The idea of picking up playing on one device after walking away from the other is sort of still there. Cloud saves mean you can maintain progress and the like. But having to put your password back in, and then get the Steam Authenticator code from your phone, and hope a game you left running will still work, is not a fun experience.
Of course, I understand that this is in place to prevent the unutterable horror of someone sharing their Steam account with a friend, because that would bring down modern society and kill all the puppies at once. But here it prevents you using your Steam account in a very normal way. It seems so obvious that there should be a way to register your Deck with your PC, and let them happily co-exist. Yes, this could be exploited, but good gravy, I think Valve will cope with the swathes of pennies of lost income from that. (Heck, even the greedy bastards at Nintendo allow me to run my account on two Switches at once, only checking if the same game is being played on both simultaneously.) This seems like something that needs to be addressed pretty quickly.
Ultimately, and for me most importantly, the true test is how the Steam Deck feels to play on when curled up on the sofa?
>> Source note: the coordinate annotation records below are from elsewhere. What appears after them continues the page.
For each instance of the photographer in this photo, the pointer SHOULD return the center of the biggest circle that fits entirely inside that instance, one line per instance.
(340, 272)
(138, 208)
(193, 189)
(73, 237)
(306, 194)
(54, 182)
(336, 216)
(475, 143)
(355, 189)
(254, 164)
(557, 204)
If nothing else, isn’t this device designed to allow me to play the PC games (that have always been my primary source of gaming entertainment) without having to sit at my desk? The Couch Test is the one it most needs to ace.
Here, my biggest problem with the device feels most relevant: the analogue sticks. They’re just too high up. It’s such an odd experience to be holding this chunky rectangle, with your eight fingers naturally landing on its eight rear and shoulder buttons, but your thumbs then having the stretch up to play. I got used to it, but it never felt great, and it’s plain weird that it’s arranged this way at all. The real estate of the device’s face plate is such that the “Steam” and “...” buttons could have been up top, then the analogue and track pads shifted down. Honestly, the important Steam button is a pain in the ass to find without looking, and it too would have benefited from the swap. I strongly suspect we may see such a switcheroo come the second iteration.
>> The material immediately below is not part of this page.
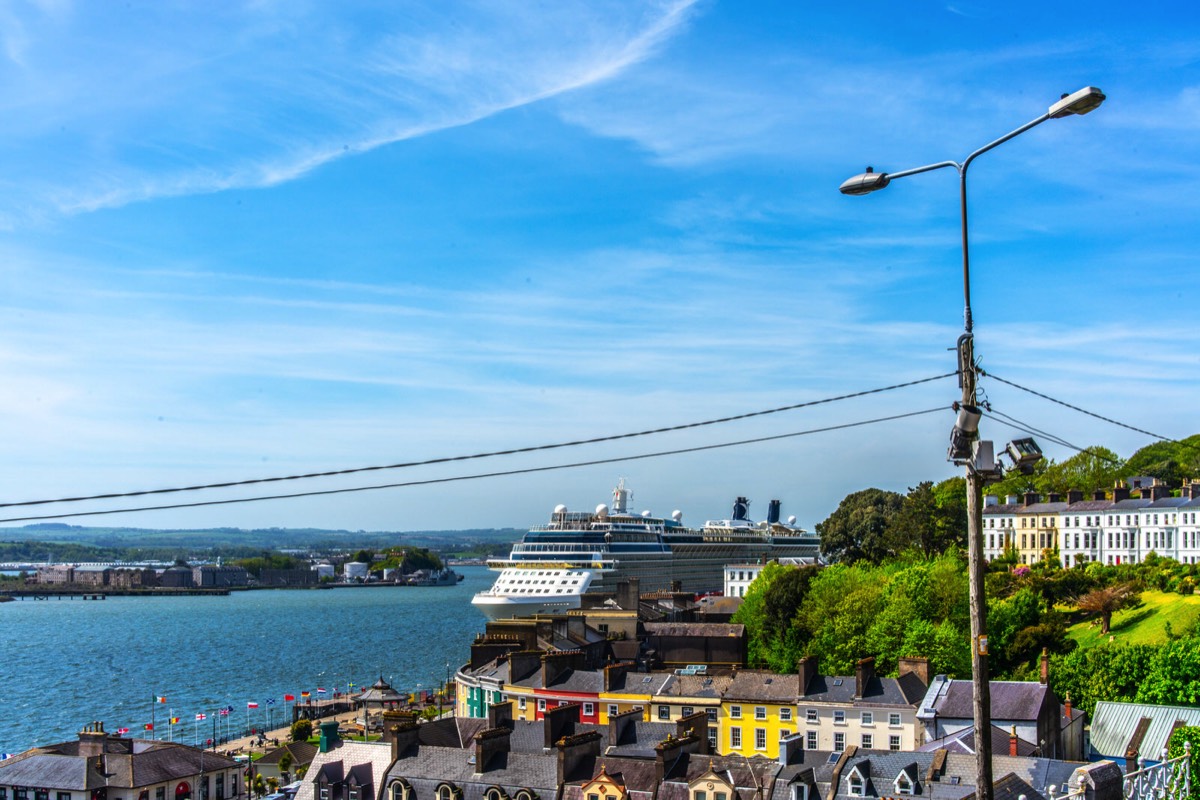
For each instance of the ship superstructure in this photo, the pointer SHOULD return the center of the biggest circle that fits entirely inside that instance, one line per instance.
(553, 565)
I’d say, on The Couch Test, it gets a strong pass, but there’s room for improvement. I had a lovely hour or two one evening playing through a third-person action game (sorry to be weird, it’s under embargo), which was a perfect fit for the console controls, and only the huffing and puffing of the fans reminded me I wasn’t on my Switch.
“But then why not just use the far cheaper Switch?!” you cry, somewhat belligerently. Well, I reply, yeah, there’s a lot to that. Except that I’ve fifty squillion wonderful PC games on my Steam account that have never had a Switch release, and I like playing them. Never mind the significant point that this is a much, much more powerful machine, capable of playing far more graphically impressive games. It’s that full gamut of the greatest collection of indie gaming, combined with a genuinely satisfactory way to play cutting edge behemoths on the move.
I realize I’ve repeatedly committed the sin of the Switch comparison, and I recognize how unhelpful that is. But the reality is, when you’re holding a Deck, you can’t stop your brain drawing straight lines. With ever-more indie games making their way to Nintendo’s handheld, there’s a direct comparison to be made there. However, this is a very different machine, with very different ambitions. And in meeting those, the Steam Deck has really surprised me.
Valve actually did it. They created a piece of hardware that right out the box feels like it achieves its core goals. Despite my skepticism, I cannot deny this is a handheld PC, capable of playing almost anything in your Steam account. There are compromises, because of course there are, but…yeah, they did it.